La quête d’élévation par la purification part d’un autre point de départ pour le pratiquant contemporain. Il lui faut trouver aujourd’hui la nécessité de faire des choix dans un pluralisme comportemental totalement ouvert. Nous pouvons trouver aujourd’hui des chercheurs spirituels ayant déjà fait feu de tout bois dans leur existence, dans le meilleur et parfois dans le pire.
La notion de transgression pour le contemporain est différente.

Dans le tantrisme, il y a deux voies (Mārgaमार्ग) voir conf « Qu’est-ce que le tantrisme ? ». Vāmamārga वाममार्ग est la voie gauche avec les cultes et pratiques subversifs et la voie droite, Dakṣiṇamārga दक्षिणमार्ग, voie plus orthodoxe avec les rituels végétariens et la sublimation de la déesse par la visualisation et le culte intérieur.

Dans le Brahmanisme de l’époque et sa tradition orale, les premiers cultes ne laissaient pas beaucoup de place aux divinités féminines. Ce ne fut jamais le cas du tantrisme car la divinité majeure étant la nature elle-même, elle fut symbolisée par la Śakti, l’énergie suprême, principe féminin par excellence en harmonie avec le principe masculin, symbole de la conscience. Nous reviendrons ultérieurement sur la place accordée aux divinités féminines.

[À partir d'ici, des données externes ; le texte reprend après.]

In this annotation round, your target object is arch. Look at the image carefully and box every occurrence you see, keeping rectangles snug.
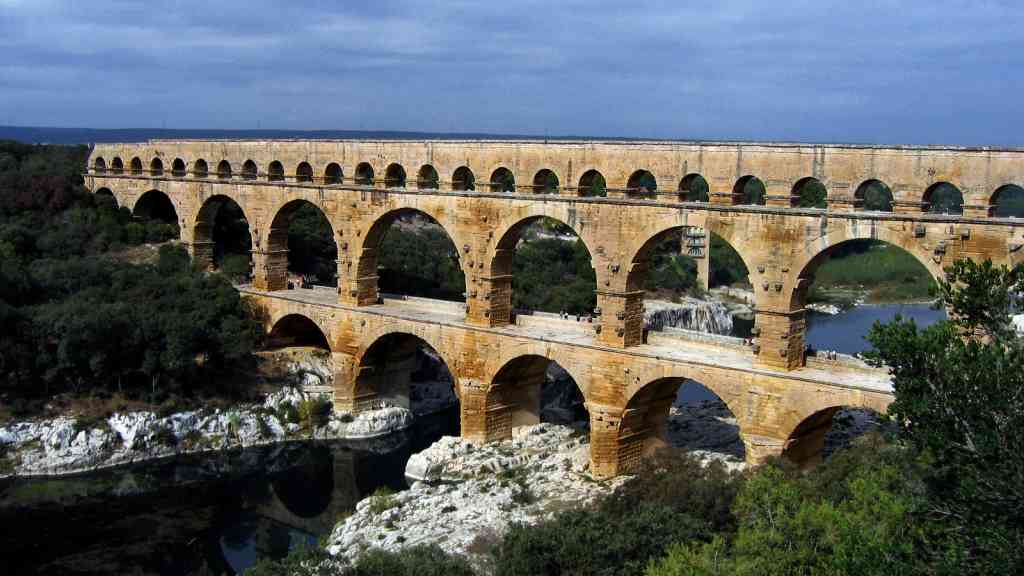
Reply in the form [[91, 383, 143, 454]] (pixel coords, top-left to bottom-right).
[[490, 166, 515, 194], [790, 176, 828, 208], [618, 376, 746, 461], [355, 208, 466, 301], [295, 162, 313, 182], [267, 199, 338, 287], [132, 190, 178, 225], [988, 184, 1024, 218], [577, 170, 608, 197], [266, 160, 285, 182], [679, 173, 711, 202], [626, 169, 657, 197], [484, 354, 590, 440], [921, 182, 964, 214], [324, 162, 345, 184], [355, 162, 374, 186], [242, 160, 259, 180], [853, 178, 893, 212], [452, 166, 476, 191], [534, 168, 558, 194], [217, 160, 231, 180], [790, 235, 944, 311], [349, 329, 460, 411], [191, 194, 253, 282], [266, 314, 331, 351], [782, 405, 885, 467], [732, 174, 766, 206], [95, 188, 118, 208], [384, 162, 406, 188], [193, 158, 210, 178], [416, 164, 440, 190]]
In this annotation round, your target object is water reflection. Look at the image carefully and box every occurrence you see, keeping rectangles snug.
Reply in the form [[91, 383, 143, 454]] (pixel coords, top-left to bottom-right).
[[0, 410, 458, 575]]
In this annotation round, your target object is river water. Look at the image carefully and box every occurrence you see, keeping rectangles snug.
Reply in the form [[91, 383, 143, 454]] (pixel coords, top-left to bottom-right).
[[0, 304, 945, 575]]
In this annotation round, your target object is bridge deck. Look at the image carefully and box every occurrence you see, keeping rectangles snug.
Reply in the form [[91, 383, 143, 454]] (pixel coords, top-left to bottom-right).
[[239, 285, 893, 394]]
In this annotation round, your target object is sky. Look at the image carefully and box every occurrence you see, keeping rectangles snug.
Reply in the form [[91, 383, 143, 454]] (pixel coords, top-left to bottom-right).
[[0, 0, 1024, 146]]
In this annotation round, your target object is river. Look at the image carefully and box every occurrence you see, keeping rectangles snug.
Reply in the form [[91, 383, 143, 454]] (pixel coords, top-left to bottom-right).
[[0, 304, 945, 575]]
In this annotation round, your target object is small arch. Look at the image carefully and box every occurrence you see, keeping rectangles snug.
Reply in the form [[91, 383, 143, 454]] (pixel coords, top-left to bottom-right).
[[485, 354, 590, 441], [132, 190, 178, 227], [626, 169, 657, 198], [217, 160, 231, 180], [618, 376, 746, 463], [266, 314, 331, 351], [384, 163, 406, 188], [988, 184, 1024, 218], [922, 182, 964, 214], [324, 162, 344, 184], [295, 162, 313, 182], [577, 170, 608, 198], [193, 158, 210, 178], [732, 175, 766, 206], [416, 164, 440, 190], [355, 162, 374, 186], [853, 178, 893, 212], [790, 176, 828, 208], [452, 166, 476, 191], [679, 174, 711, 202], [534, 168, 558, 194], [242, 160, 259, 180], [490, 166, 515, 193], [266, 160, 285, 182], [352, 332, 459, 416]]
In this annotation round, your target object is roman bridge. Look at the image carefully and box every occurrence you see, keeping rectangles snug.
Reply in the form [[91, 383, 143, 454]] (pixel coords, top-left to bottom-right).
[[85, 140, 1024, 475]]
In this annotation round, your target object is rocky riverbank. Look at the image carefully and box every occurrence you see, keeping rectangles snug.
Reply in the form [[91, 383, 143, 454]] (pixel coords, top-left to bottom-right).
[[0, 387, 413, 478]]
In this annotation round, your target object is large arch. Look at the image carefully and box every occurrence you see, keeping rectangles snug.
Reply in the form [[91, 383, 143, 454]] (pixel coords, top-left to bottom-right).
[[732, 174, 766, 206], [534, 168, 558, 194], [191, 195, 253, 281], [488, 214, 597, 317], [355, 208, 466, 303], [618, 376, 746, 463], [626, 169, 657, 197], [488, 166, 515, 194], [266, 314, 331, 351], [384, 162, 406, 188], [577, 169, 608, 197], [988, 184, 1024, 218], [853, 178, 893, 212], [267, 199, 337, 290], [921, 182, 964, 214], [679, 173, 711, 202], [132, 190, 178, 227], [452, 166, 476, 191], [350, 329, 461, 412], [484, 354, 590, 441], [416, 164, 440, 190]]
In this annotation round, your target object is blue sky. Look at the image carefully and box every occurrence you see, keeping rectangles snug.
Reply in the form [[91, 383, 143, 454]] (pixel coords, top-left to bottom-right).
[[0, 0, 1024, 146]]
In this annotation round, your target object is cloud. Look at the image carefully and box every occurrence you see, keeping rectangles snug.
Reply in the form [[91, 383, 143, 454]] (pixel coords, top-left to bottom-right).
[[0, 0, 1024, 145]]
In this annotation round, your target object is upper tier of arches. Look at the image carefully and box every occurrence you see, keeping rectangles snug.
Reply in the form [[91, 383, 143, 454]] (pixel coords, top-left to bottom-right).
[[89, 148, 1024, 218]]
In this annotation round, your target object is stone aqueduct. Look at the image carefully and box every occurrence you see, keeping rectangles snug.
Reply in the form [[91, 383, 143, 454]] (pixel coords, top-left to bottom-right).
[[85, 140, 1024, 476]]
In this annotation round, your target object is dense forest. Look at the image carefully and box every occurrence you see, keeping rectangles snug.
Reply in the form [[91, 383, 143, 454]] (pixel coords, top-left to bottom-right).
[[0, 142, 260, 415]]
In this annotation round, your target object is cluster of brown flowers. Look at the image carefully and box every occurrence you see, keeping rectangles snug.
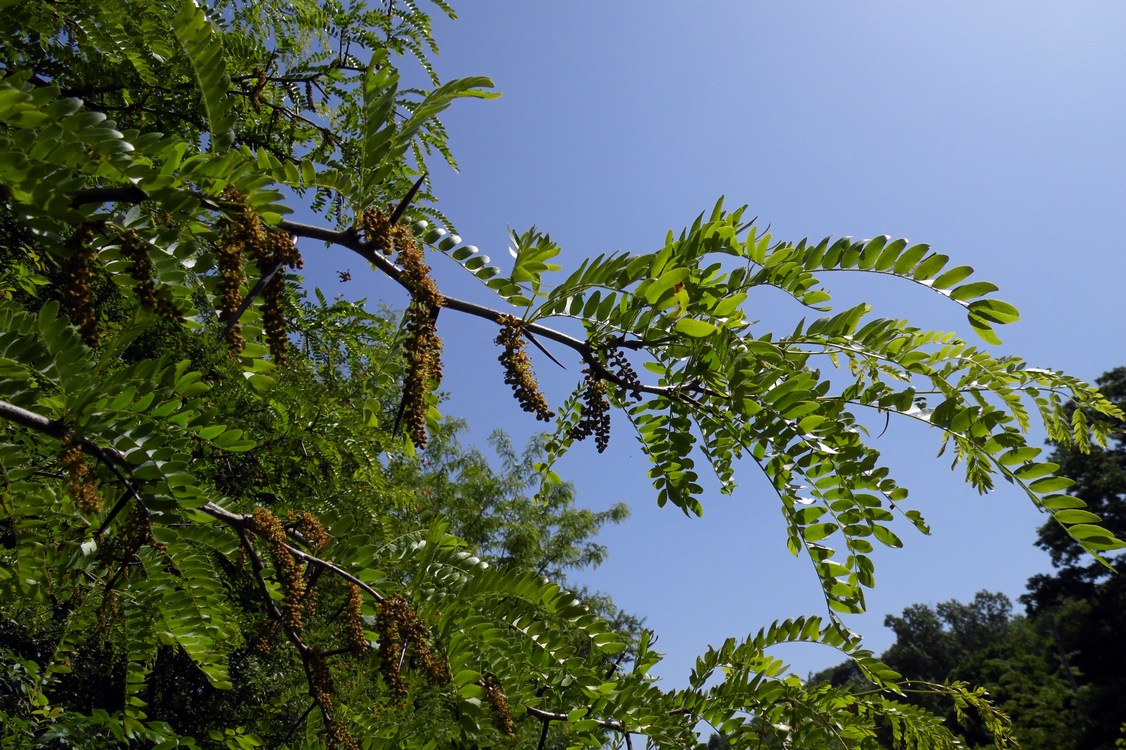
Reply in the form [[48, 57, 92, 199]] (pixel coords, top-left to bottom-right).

Ce qui caractérise avant tout les approches anciennes des rites et des
pratiques étaient leur « non cérébralité ». Cela ne signifie en rien que les érudits et sages de l’époque en furent démunis, bien au contraire. Il suffit de lire la profondeur métaphysique de leur réflexion. Mais, la priorité durant les pratiques était donnée au vécu, au ressenti émotionnel.
La pratique de la transcendance n’avait rien d’une démarche métaphysique et conceptuelle. La quête, probablement oui !
Nos esprits contemporains ayant toujours soif de comprendre, sont souvent handicapés émotionnellement et notre esprit d’analyse, notre intellectualité sont des obstacles à l’acception spontanée nécessaire pour la transcendance.
Cette acceptation relève de l’état de confiance envers le guide et les enseignements.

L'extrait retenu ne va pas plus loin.